Posterior a una en cartoné de 2019, la primera edición rústica apareció en febrero de 2021 para Debolsillo, perteneciente al grupo editorial Penguin Random House. En un sobrio azul de Prusia destacan las letras del título: pseudotroqueladas, con un sombreado cual si tuvieran relieve, escriben el nombre árabe españolizado Sidi, ‘señor’. Los vacíos permiten entrever al fondo la imagen de un soldado medieval a caballo frente a una figura apenas percibida, de sexo incierto y armada de lanza. Según la página de créditos, se trata de una ilustración del pintor hiperrealista Augusto Ferrer-Dalmau, especializado en representaciones históricas, a pedido explícito del autor[1]. No deja de ser un detalle curioso: el creador de El pintor de batallas solicitando apoyo a un pintor de batallas…

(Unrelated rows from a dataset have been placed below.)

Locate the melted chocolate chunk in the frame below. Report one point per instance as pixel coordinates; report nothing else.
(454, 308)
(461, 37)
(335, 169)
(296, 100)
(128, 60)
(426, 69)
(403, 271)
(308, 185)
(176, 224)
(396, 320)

Con el título de La despedida (homónimo de otro cuadro suyo), presenta la imagen de un Rodrigo Díaz de Vivar en sus horas más bajas. Recién expulsado de la corte por orden regia, se ve enfrentado a una joven burgalesa que le implora aunque armada dejar en paz a los vecinos, quienes no se atreven a ayudar a los desterrados por miedo a las represalias de Alfonso VI. No es, pues, una imagen gallarda del Cid, sino una más acorde con el retrato que pretende hacer Pérez-Reverte en la novela: lejos del soldado glorioso, es una pintura humana.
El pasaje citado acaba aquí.